Agazier – (Metropolis; population 101,840) The ancient capital is one of the oldest cities on the Valesian Sea. Seated as it is at the northern end of the Larimean Bay, it is sheltered from storms, but also vulnerable to naval blockade. Agazier has four harbors, each sheltered by small outlying islands where much of the shipbuilding is performed.

This city is all that most foreigners ever see of Har’akir, for only here are they viewed with anything but suspicion. Agazier is divided by a steep hill. The poorer classes and merchants congregate on the crowded shore or on the barrier islands, while the wealthy live in splendor amidst the wooded slopes of the upper city. Most of the whitewashed, blue-tiled buildings in the lower city are crowded, multistory affairs with bridges and buttresses seeming to connect each one to another. The buildings of the upper city are stately mansions with enclosed gardens or courtyards and high walls.

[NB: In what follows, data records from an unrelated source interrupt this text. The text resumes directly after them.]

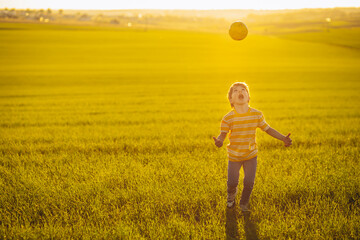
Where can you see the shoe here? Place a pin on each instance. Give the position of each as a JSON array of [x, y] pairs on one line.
[[245, 207], [231, 199]]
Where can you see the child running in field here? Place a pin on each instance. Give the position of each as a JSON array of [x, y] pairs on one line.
[[242, 122]]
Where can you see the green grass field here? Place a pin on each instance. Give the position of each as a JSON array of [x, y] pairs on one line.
[[106, 133]]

Muzir – (Small City; population 42,220) Founded by Procalimax in the year 419, Muzir has maintained the orderly streets and wide, straight avenues so beloved of the Conorrians. But in most other ways, it is purely a city of the Akir. Large, colorful markets fill the wide forums, and intricate mosaics adorn nearly every building, while the competing calls of the clerics call the faithful to worship. Situated below a gap in the northeastern Adramagdus mountains, Muzir is most notable for its new port and its large military barracks. The aggressive building program of the Red Emirs has built a powerful naval force with the intention of protecting Akir shipping from rivals.

Galim- (Town; population 26,430) Located at the western end of the Marrakhan hills on the Ahuran straits, Galim is less than thirty years old. Founded in order to give Har’akir a naval base outside the Valesian sea, the town is dedicated almost entirely to shipping and trade. Although the town has a sizeable fishing fleet, food must still be brought by caravan from the more fertile interior.



The Valley of the Kings – In the central Adramagdus mountains lies a valley dominated by two immense statues, each more than five hundred feet tall and carved into the side of mountains that face each other across the valley. The figures are of two men, seated. One wears an intricate suit of armor and bears a scepter and a sword, while the other wears only a toga and bears an orb and a rod. Both bear stern faces and crowns. Within the mountain behind the armored figure is a warren of rooms smoothly cut into the rock as if by magic. The ancient doors to this place stand open between his feet. A similar set of doors between the feet of the unarmored figure have never been breached.

The Eleven Veils of Alzar – In valley in the far southwest there are eleven streams that plunge out of the mountain walls and form silvery waterfall ribbons known as the Veils of Alzar. The mist-shrouded valley is considered sacred and is the home of a sect of religious warders. It is left alone by all but a few wanderers and priests. Legend has it that those who spend a night in the valley of Alzar are sometimes visited by the lords of the spirit world, who travel through one of the eleven veils.

The Adramagdus Mountains – The border between Har’akir and Luxur is a region of rugged desert mountains, precipitous narrow valleys and small, swift-running streams. These lands are the haunts of beasts, both natural and magical. There are also several clans of gnolls who make the hills their home. The lone road running through the mountains is often the target of bandits or the more clever and aggressive of beasts. Caravans wending their way through the hills are always well-guarded.